Suppose ...

... that you decide (using the rules of Short AND Tall) to organize:

                (A) an elite (travel) team -- and

(B) eight low-unit (less height) teams for a league or tournament.

1 From the rules, print a copy of the wall-mark table for one competition group (men, women, age-gender.)
2 Mark the four height levels for judging units on a wall. Wall-marking guideline.
3 To organize (A) the elite (travel) team, ask a club, school or area to assemble 100 prospects. Request "any height whatever" (random in the age and gender).
4 Tallness units will be assigned to the random 100. According to U.S. Dept of Health statistical surveys, the majority will be people of ordinary height (zero units) inasmuch as you requested "any height whatever."
5 Scan the crowd. The rules of Short AND Tall widen your view. For conventional basketball, you would seek out tallness. For Short AND Tall, you note 100 candidates of various heights.
6 By mere glancing, you observe that nearly 80% of the prospects, about 80 of the 100, could pass readily beneath the top of your lowest wall mark (Tallness Minimum). You regard them as 0 units. They are "ordinary height."
7 You judge some dubious ordinaries to be sure on your glancing.
8 To the taller players (about 20%), you assign Units 1-2-3-4 by judging for the lowest of the mark-tops that the player stands under.

9 The judging completes your "availability." Tallness totals approximately 20 units in the 100.

80 at 0 Units, 12 at 1 Unit, 5 at 2 Units, 2 at 3 Units,1 at 4 Units = 100 players

10 You are set to put the elite squad together. Plan for 10 players. If under 10, you add "vacancies" to satisfy the 10 format. Then, a pair of free throws at halftimes would pay for each vacancy.
11Availablity from the random 100 provides plenty of tallness to work with. You weigh the value of units against tall players' individual abilities. You run scrimmages and drills. Then the 20-unit approximation seems to offer ample room for you to take hold of the maximum five-unit allowance.
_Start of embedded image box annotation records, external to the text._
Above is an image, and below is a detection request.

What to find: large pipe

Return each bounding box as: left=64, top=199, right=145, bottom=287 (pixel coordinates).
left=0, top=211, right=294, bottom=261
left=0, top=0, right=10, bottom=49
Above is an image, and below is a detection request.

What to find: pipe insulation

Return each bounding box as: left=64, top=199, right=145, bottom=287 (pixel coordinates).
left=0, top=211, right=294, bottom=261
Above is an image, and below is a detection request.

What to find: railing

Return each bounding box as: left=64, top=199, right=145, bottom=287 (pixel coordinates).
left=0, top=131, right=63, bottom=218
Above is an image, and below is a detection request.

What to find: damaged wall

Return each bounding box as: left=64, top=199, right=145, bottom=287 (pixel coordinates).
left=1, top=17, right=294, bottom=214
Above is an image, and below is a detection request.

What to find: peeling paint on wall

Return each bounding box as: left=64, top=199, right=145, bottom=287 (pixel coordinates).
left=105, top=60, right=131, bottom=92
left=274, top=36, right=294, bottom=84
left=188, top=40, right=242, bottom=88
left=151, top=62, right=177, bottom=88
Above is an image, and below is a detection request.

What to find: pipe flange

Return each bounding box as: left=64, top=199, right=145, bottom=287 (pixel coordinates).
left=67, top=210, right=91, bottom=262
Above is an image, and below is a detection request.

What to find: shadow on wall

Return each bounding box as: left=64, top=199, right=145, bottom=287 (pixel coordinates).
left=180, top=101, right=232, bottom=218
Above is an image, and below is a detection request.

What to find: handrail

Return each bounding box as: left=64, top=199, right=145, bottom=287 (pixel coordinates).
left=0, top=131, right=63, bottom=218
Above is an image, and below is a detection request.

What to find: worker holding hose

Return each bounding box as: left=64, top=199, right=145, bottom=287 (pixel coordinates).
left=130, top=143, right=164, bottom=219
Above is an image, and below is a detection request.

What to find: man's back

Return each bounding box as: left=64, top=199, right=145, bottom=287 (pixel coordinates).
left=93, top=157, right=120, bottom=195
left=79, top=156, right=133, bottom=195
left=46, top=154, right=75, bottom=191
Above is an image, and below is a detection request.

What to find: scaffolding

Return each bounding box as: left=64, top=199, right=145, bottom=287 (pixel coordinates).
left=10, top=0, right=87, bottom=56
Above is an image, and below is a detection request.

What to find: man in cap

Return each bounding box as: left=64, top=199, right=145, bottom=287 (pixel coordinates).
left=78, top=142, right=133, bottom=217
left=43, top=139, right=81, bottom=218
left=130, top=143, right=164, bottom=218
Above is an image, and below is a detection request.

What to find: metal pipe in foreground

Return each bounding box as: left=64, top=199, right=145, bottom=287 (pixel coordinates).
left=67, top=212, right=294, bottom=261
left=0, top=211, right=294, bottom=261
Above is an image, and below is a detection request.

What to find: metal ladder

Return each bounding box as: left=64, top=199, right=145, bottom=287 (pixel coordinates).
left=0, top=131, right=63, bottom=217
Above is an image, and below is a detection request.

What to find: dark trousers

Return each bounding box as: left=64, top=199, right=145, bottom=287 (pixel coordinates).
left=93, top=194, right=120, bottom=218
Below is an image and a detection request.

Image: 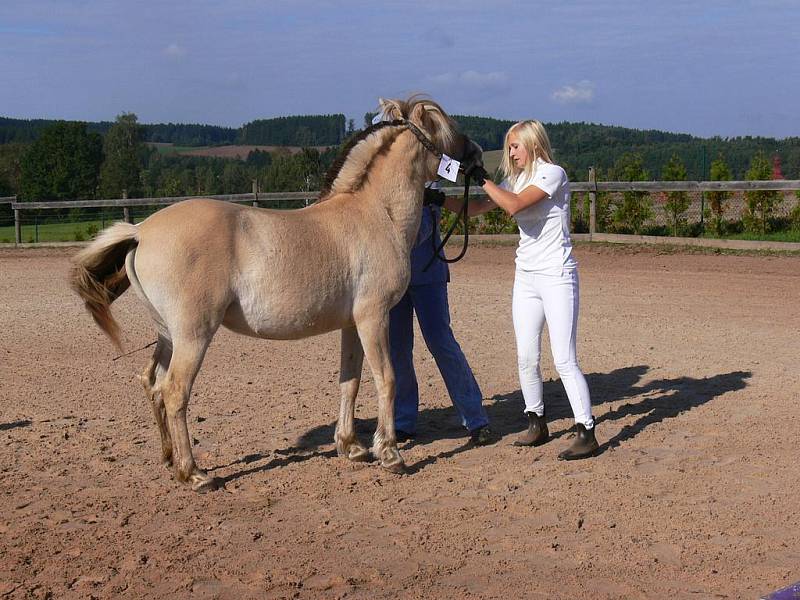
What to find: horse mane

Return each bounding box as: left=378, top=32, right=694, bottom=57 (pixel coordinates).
left=319, top=95, right=456, bottom=201
left=319, top=121, right=399, bottom=201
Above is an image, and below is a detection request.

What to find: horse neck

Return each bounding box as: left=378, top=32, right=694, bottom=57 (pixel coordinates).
left=368, top=131, right=432, bottom=250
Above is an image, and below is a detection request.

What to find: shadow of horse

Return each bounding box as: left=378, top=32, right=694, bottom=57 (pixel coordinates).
left=217, top=365, right=752, bottom=481
left=0, top=419, right=32, bottom=431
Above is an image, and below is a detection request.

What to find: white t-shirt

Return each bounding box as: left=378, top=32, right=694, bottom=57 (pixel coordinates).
left=503, top=158, right=578, bottom=274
12 A chosen five resembles a sequence, a "string" of units. The maximum can be: 4-1, 3-1-1, 3-2, 2-2-1, 2-1-1-1, or 1-1-1-1-1. You settle on one of those six possible strings. Then you add enough skilled zero-unit teammates to fill out the format-10 squad. Your elite team is set.

13 Having done (A), the first of your two projects, you approach (B), your plan to hold an eight-team league or tournament. A random 100 candidates serve again as your raw "populace," but the (B) squad formation will be very different.

14 Once more, you predict an 80%-20% proportion for the 100 heights. This is because "that's how people come naturally." Nearly 80 of the hopefuls, you observe, could clear your lowest mark. You check a borderline few at the wall to be sure. Then you judge the tall 20% for units. The "avaiIability" again resembles:

80 at 0 Units, 12 at 1 Unit, 5 at 2 Units, 2 at 3 Units,1 at 4 Units = 100 players

15 You have an equivalent 20 units to work with, but you will now spread the 20 over eight squads, not scan the 20 for 5. You will add zero-unit ordinaries, completing each squad to 10.

16 The task, spreading 20 tall players eight ways, contrasts with organizing the elite squad, when you had many options. The new challenge is more limited.

17 But whether you are organizing an elite squad or many squads, employing the tallness advantage in Short AND Tall is far from automatic. In ranges of populations, tallness clusters near the minimum, with most tall people "just tall" - signifying merely one unit. .A squad may have an availability of only a couple of one or two-unit players, or the few available may lack ability (hoopability).

18 An "under-sized" team, even one having no tallness units, is nonetheless valid. In a recreation league, low-unit squads compete while "protected" by the tallness allowance. Thanks to the five-unit maximum, no opponent of a squad can be a "tall team."